Her temple sported a bruise from Ron’s check, the mottled color half camouflaged by the scrape from her helmet. Brienne was used to blemishes—zits and hits and blisters—but her teeth clenched as her skin shifted around the soft spot. Her eyes darted from the red indentation on Jaime’s cast to her own reflection in the dropdown mirror. Her brittle fringe distorted the defect, making her stomach burn. She stubbornly dug a rubber band from her pocket, yanking her hair into a sloppy ponytail.

Jaime didn’t comment. He didn’t need to. His eyes simmered, flickering green as her reflection’s flashed blue. A proud smile stole across his mouth.

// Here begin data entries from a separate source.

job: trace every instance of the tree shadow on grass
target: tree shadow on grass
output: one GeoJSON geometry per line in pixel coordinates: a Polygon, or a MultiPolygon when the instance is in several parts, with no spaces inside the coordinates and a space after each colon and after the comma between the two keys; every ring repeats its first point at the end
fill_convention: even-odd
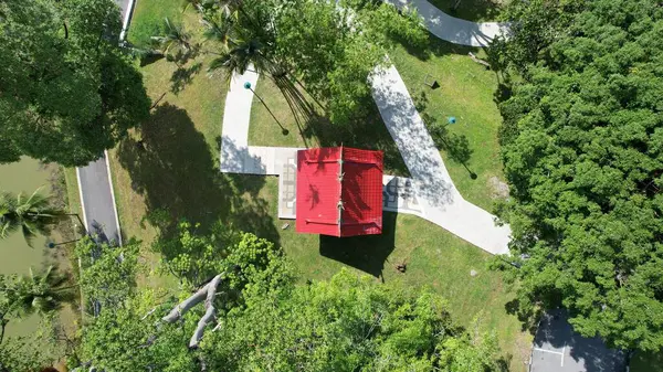
{"type": "Polygon", "coordinates": [[[398,213],[382,212],[382,234],[350,237],[319,235],[320,255],[382,278],[385,263],[396,245],[398,213]]]}
{"type": "Polygon", "coordinates": [[[503,6],[498,0],[431,0],[430,3],[449,15],[474,22],[497,21],[503,6]],[[456,2],[457,7],[454,7],[456,2]]]}
{"type": "Polygon", "coordinates": [[[202,231],[222,221],[278,245],[269,205],[255,196],[264,178],[244,183],[219,172],[203,135],[186,110],[169,104],[156,107],[141,135],[141,140],[123,140],[118,158],[134,191],[145,196],[147,215],[168,213],[159,226],[161,234],[168,236],[182,219],[200,223],[202,231]],[[245,192],[252,198],[244,198],[245,192]]]}

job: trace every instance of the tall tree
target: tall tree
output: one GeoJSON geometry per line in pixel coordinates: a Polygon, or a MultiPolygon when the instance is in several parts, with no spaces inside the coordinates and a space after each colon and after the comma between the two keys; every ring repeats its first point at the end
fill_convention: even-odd
{"type": "MultiPolygon", "coordinates": [[[[180,238],[192,237],[186,235],[180,238]]],[[[501,371],[495,338],[456,327],[431,293],[348,272],[297,284],[287,259],[252,234],[215,256],[209,249],[189,256],[214,261],[220,272],[177,301],[146,290],[103,309],[83,333],[86,365],[108,372],[501,371]]]]}
{"type": "Polygon", "coordinates": [[[368,113],[369,76],[387,61],[388,47],[394,42],[421,46],[428,36],[415,13],[382,2],[188,2],[206,25],[206,50],[218,55],[210,71],[229,77],[253,65],[274,79],[293,110],[302,108],[298,88],[305,88],[339,125],[368,113]]]}
{"type": "Polygon", "coordinates": [[[29,245],[38,234],[48,234],[50,227],[66,213],[51,204],[48,196],[35,190],[30,196],[0,193],[0,238],[21,230],[29,245]]]}
{"type": "MultiPolygon", "coordinates": [[[[515,6],[534,17],[543,2],[515,6]]],[[[663,8],[654,0],[597,0],[558,17],[569,20],[557,23],[564,26],[545,49],[533,50],[524,79],[501,105],[513,196],[503,216],[520,261],[520,310],[564,306],[585,336],[657,351],[663,8]]],[[[516,29],[515,36],[538,40],[530,32],[516,29]]],[[[523,44],[512,46],[519,53],[523,44]]]]}
{"type": "Polygon", "coordinates": [[[0,18],[0,162],[83,166],[147,118],[113,0],[9,0],[0,18]]]}

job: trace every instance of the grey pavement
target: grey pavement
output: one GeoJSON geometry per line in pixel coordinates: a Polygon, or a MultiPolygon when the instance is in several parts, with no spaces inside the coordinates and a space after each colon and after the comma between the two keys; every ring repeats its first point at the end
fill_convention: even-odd
{"type": "Polygon", "coordinates": [[[85,227],[102,240],[122,244],[106,156],[76,169],[85,227]]]}
{"type": "MultiPolygon", "coordinates": [[[[119,39],[124,40],[130,19],[134,0],[116,0],[122,11],[123,30],[119,39]]],[[[85,167],[76,168],[78,177],[78,191],[83,206],[83,220],[85,228],[99,236],[102,240],[122,244],[119,220],[113,193],[113,181],[110,169],[106,159],[107,152],[90,162],[85,167]]]]}
{"type": "Polygon", "coordinates": [[[576,333],[564,310],[544,313],[539,323],[529,372],[623,372],[624,353],[597,338],[576,333]]]}
{"type": "Polygon", "coordinates": [[[507,35],[508,24],[475,23],[451,17],[427,0],[386,0],[398,8],[417,9],[425,28],[435,36],[454,44],[487,46],[497,35],[507,35]]]}

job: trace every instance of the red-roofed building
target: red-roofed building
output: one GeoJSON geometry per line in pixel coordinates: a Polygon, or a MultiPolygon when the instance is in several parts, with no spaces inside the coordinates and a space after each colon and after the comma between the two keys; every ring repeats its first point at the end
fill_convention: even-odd
{"type": "Polygon", "coordinates": [[[382,151],[347,147],[297,151],[298,233],[382,233],[382,151]]]}

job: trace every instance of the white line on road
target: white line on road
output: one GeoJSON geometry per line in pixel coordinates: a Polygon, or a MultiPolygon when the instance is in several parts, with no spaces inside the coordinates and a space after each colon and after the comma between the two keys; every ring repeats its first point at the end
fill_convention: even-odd
{"type": "MultiPolygon", "coordinates": [[[[546,350],[546,349],[539,349],[539,348],[534,348],[534,350],[536,351],[544,351],[544,352],[549,352],[552,354],[558,354],[561,355],[561,358],[564,359],[564,352],[559,352],[559,351],[552,351],[552,350],[546,350]]],[[[562,349],[564,350],[564,349],[562,349]]]]}

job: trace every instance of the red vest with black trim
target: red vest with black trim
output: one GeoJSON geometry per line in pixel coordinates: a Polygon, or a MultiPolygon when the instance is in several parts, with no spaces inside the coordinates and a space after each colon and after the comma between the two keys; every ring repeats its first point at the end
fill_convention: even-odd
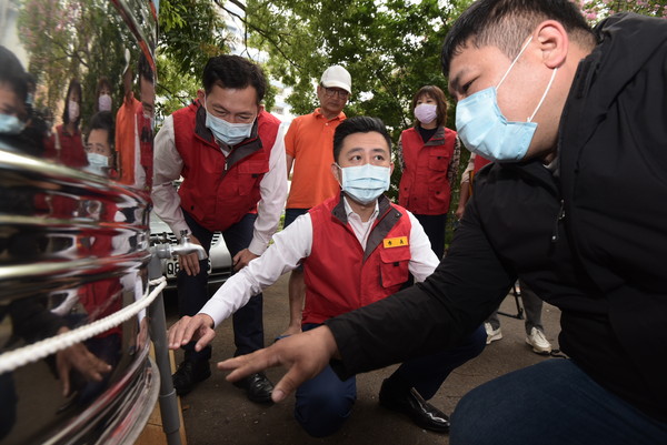
{"type": "Polygon", "coordinates": [[[334,196],[312,208],[312,249],[303,261],[306,304],[302,323],[382,300],[408,280],[410,219],[405,209],[381,196],[366,250],[347,222],[345,204],[334,196]]]}
{"type": "Polygon", "coordinates": [[[398,203],[420,215],[449,211],[451,184],[447,171],[454,155],[456,131],[440,127],[424,143],[419,130],[405,130],[400,136],[405,169],[398,188],[398,203]]]}
{"type": "Polygon", "coordinates": [[[210,231],[225,231],[255,212],[280,121],[262,110],[250,138],[230,146],[226,156],[206,127],[203,107],[193,103],[172,115],[176,149],[183,161],[178,191],[183,211],[210,231]]]}

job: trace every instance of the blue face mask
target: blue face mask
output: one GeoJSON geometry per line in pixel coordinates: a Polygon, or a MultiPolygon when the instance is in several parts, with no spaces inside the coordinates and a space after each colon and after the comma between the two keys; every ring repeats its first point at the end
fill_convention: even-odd
{"type": "Polygon", "coordinates": [[[10,114],[0,114],[0,134],[19,134],[26,128],[26,122],[10,114]]]}
{"type": "MultiPolygon", "coordinates": [[[[336,164],[338,165],[338,164],[336,164]]],[[[355,165],[340,169],[342,191],[360,204],[370,204],[389,190],[391,170],[380,165],[355,165]]]]}
{"type": "Polygon", "coordinates": [[[551,80],[545,93],[532,115],[526,122],[510,122],[502,115],[498,107],[498,88],[500,88],[500,84],[505,81],[505,78],[507,78],[507,74],[509,74],[517,60],[519,60],[531,39],[532,37],[524,44],[524,48],[521,48],[521,51],[519,51],[511,62],[497,87],[489,87],[475,94],[470,94],[470,97],[459,101],[456,105],[456,130],[458,135],[470,151],[488,160],[500,162],[520,161],[526,156],[528,146],[537,129],[537,123],[531,122],[532,118],[535,118],[535,114],[547,97],[556,77],[556,71],[558,71],[557,68],[554,69],[551,80]]]}
{"type": "Polygon", "coordinates": [[[88,158],[88,166],[86,166],[86,171],[99,174],[100,176],[107,175],[107,168],[109,168],[108,156],[99,153],[86,153],[86,158],[88,158]]]}
{"type": "MultiPolygon", "coordinates": [[[[206,110],[206,99],[203,109],[206,110]]],[[[253,124],[255,120],[250,123],[230,123],[225,119],[216,118],[206,110],[206,127],[211,130],[218,141],[225,142],[227,145],[236,145],[250,138],[253,124]]]]}

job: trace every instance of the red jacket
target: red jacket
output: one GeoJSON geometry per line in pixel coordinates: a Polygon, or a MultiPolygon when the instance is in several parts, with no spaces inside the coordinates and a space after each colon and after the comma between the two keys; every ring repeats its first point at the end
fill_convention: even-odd
{"type": "Polygon", "coordinates": [[[312,249],[303,261],[303,323],[326,320],[396,293],[408,280],[410,219],[381,196],[366,251],[347,222],[345,204],[330,198],[310,210],[312,249]]]}
{"type": "Polygon", "coordinates": [[[398,203],[421,215],[439,215],[449,211],[451,196],[447,171],[454,155],[456,131],[440,127],[426,143],[419,130],[402,132],[405,169],[398,189],[398,203]]]}
{"type": "Polygon", "coordinates": [[[172,115],[176,148],[183,161],[181,208],[203,227],[223,231],[256,210],[280,121],[262,110],[250,138],[225,156],[205,124],[202,107],[191,104],[172,115]]]}

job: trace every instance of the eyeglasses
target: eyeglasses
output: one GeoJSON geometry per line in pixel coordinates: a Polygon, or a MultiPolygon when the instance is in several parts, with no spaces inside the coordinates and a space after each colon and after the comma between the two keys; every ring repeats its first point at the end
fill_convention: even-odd
{"type": "Polygon", "coordinates": [[[332,88],[327,88],[327,87],[322,87],[325,89],[325,95],[327,98],[335,98],[335,97],[339,97],[340,99],[347,99],[350,97],[350,93],[348,93],[345,90],[335,90],[332,88]]]}

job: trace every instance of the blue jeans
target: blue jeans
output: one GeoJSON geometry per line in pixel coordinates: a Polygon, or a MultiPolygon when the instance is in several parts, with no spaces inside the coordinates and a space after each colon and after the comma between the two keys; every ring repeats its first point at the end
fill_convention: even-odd
{"type": "MultiPolygon", "coordinates": [[[[306,324],[303,331],[317,327],[306,324]]],[[[481,353],[486,345],[486,331],[479,326],[457,347],[437,354],[416,357],[401,364],[389,378],[399,378],[415,387],[426,398],[431,398],[449,373],[481,353]]],[[[357,400],[357,380],[338,378],[331,366],[299,386],[296,394],[295,417],[308,434],[323,437],[336,433],[350,416],[357,400]]]]}
{"type": "Polygon", "coordinates": [[[667,444],[657,422],[595,383],[574,362],[552,358],[466,394],[451,416],[451,445],[667,444]]]}
{"type": "MultiPolygon", "coordinates": [[[[188,212],[183,211],[183,216],[190,231],[199,240],[208,254],[213,232],[199,225],[188,212]]],[[[248,213],[241,221],[222,232],[222,237],[232,257],[250,245],[256,219],[256,214],[248,213]]],[[[209,300],[207,260],[199,262],[199,274],[195,276],[188,276],[186,271],[180,271],[177,286],[179,315],[192,316],[197,314],[209,300]]],[[[249,354],[263,347],[262,303],[262,294],[257,294],[248,301],[248,304],[233,314],[233,343],[237,347],[235,356],[249,354]]],[[[183,346],[187,361],[197,362],[211,358],[210,345],[197,352],[195,351],[195,344],[196,342],[190,342],[183,346]]]]}

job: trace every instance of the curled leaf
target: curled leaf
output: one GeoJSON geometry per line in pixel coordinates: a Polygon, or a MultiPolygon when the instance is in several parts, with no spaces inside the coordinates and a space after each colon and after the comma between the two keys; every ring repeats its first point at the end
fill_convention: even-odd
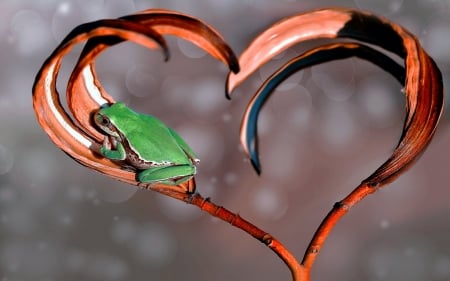
{"type": "Polygon", "coordinates": [[[409,167],[425,149],[443,109],[441,73],[417,38],[403,27],[367,12],[344,8],[321,9],[286,18],[258,35],[244,50],[239,58],[241,71],[228,76],[227,93],[282,51],[319,38],[361,40],[405,60],[406,120],[402,136],[391,157],[364,180],[370,186],[385,184],[409,167]]]}
{"type": "MultiPolygon", "coordinates": [[[[33,107],[37,119],[59,148],[89,168],[115,179],[144,187],[148,186],[136,181],[135,171],[123,169],[121,165],[95,153],[101,145],[102,135],[91,124],[90,114],[102,104],[114,100],[99,83],[94,71],[94,61],[103,50],[124,40],[130,40],[148,48],[161,46],[167,59],[169,52],[162,37],[163,33],[170,33],[194,44],[202,45],[214,57],[226,62],[231,71],[238,69],[237,60],[231,48],[207,24],[176,12],[148,10],[135,16],[100,20],[76,27],[44,62],[33,85],[33,107]],[[158,20],[152,20],[153,17],[158,20]],[[183,25],[183,22],[186,25],[183,25]],[[70,115],[61,105],[56,89],[56,79],[64,56],[74,45],[84,41],[88,43],[74,68],[67,88],[70,115]]],[[[182,185],[182,188],[188,192],[193,192],[195,189],[193,179],[182,185]]],[[[151,188],[159,191],[171,189],[162,184],[152,185],[151,188]]]]}
{"type": "Polygon", "coordinates": [[[276,70],[248,103],[241,123],[241,143],[253,167],[259,174],[261,165],[258,156],[257,123],[261,108],[275,89],[291,75],[304,68],[332,60],[358,57],[374,63],[390,72],[400,83],[404,83],[405,69],[385,54],[359,43],[335,43],[311,49],[285,63],[276,70]]]}

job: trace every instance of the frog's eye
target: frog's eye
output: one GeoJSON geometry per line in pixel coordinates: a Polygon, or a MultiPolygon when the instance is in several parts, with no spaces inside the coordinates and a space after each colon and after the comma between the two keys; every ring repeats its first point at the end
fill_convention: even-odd
{"type": "Polygon", "coordinates": [[[105,117],[105,116],[99,116],[99,119],[100,119],[100,124],[102,124],[103,126],[105,126],[105,127],[109,127],[109,125],[111,124],[111,122],[109,121],[109,118],[108,117],[105,117]]]}

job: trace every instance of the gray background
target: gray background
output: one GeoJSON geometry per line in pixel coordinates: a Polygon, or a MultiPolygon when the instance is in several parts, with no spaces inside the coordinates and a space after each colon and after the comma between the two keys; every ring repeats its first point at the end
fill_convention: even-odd
{"type": "MultiPolygon", "coordinates": [[[[370,10],[415,33],[450,70],[449,0],[0,2],[0,280],[289,280],[277,257],[196,207],[110,180],[56,148],[35,120],[31,86],[76,25],[150,7],[212,24],[239,54],[276,20],[312,8],[370,10]]],[[[263,174],[238,143],[243,109],[262,79],[306,47],[263,67],[224,98],[225,67],[168,39],[172,58],[125,43],[98,62],[107,90],[175,128],[201,158],[198,190],[272,233],[298,257],[321,219],[390,154],[404,99],[356,59],[294,75],[264,108],[263,174]]],[[[64,82],[77,58],[65,61],[64,82]]],[[[313,280],[450,280],[448,112],[419,162],[338,224],[313,280]]]]}

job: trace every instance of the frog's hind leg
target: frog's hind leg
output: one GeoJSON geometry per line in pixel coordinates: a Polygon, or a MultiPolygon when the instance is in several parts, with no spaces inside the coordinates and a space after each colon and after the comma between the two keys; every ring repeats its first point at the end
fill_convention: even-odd
{"type": "Polygon", "coordinates": [[[152,167],[139,172],[137,180],[143,183],[178,185],[192,178],[195,172],[196,168],[192,165],[152,167]]]}

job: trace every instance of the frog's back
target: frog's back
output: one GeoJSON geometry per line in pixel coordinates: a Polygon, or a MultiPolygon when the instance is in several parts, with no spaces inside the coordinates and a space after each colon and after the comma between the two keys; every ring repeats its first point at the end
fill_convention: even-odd
{"type": "Polygon", "coordinates": [[[152,115],[136,113],[127,107],[122,110],[122,116],[117,116],[113,122],[141,159],[158,163],[190,163],[185,151],[161,120],[152,115]]]}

There was a sense of immediacy in approaching West Eros High from the senior side, like knowing an artist’s life story before examining the painting. The main doors were splayed wide, beckoning its eldest students onward. Teens were streaming and milling and clustering, deceptively relaxed amidst the daily greetings. The sunrise haloed the scene like the start of a horror movie: warm, yellow and pink sunshine belying the shadows that could descend without warning.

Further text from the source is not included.